Denials begin for PoC without physician approval

The National Association for Home Care & Hospice (NAHC) recently learned that home health agencies have begun to receive Medicare denials because they provide services and treatments in accord with a plan of care developed after assessing the patient, without obtaining prior approval from the physician for the treatments and services in the plan. In these cases, nurses and therapists conduct patient assessments, initiate care in accord with the referral and create a written plan of care based on assessed needs. They then mail or fax this plan of care to the physician without first receiving approval from the physician for visits and treatments included in the plan of care.

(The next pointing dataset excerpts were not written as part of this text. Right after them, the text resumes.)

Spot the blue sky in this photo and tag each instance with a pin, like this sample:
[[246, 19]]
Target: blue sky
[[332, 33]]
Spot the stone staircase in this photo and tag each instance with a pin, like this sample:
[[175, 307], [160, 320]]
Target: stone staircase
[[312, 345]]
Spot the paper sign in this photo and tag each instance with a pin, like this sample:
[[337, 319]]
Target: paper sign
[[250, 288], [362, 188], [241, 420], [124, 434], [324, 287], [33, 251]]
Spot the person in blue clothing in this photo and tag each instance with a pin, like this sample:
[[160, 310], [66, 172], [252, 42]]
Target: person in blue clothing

As a result, services that were provided after the initial visit and up to the date of the physician’s signature on the plan of care are denied for lack of physician orders.

The Conditions of Participation (CoP) at 42 CFR 484.18(a) requires that the plan of care be developed in consultation with the agency staff, and that the physician be consulted to approve additions or modifications to the original plan. Further, the CoP require that therapy services include the specific procedures and modalities to be used and the amount, frequency, and duration.

The Medicare coverage rules at 42 CFR § 409.43 specify that the plan of care must contain those items listed in the CoP at 42CFR §484.18(a) and that physician’s orders for services in the plan of care must specify the medical treatments to be furnished as well as the type of home health disciplines that will furnish the ordered services and at what frequency the services will be furnished.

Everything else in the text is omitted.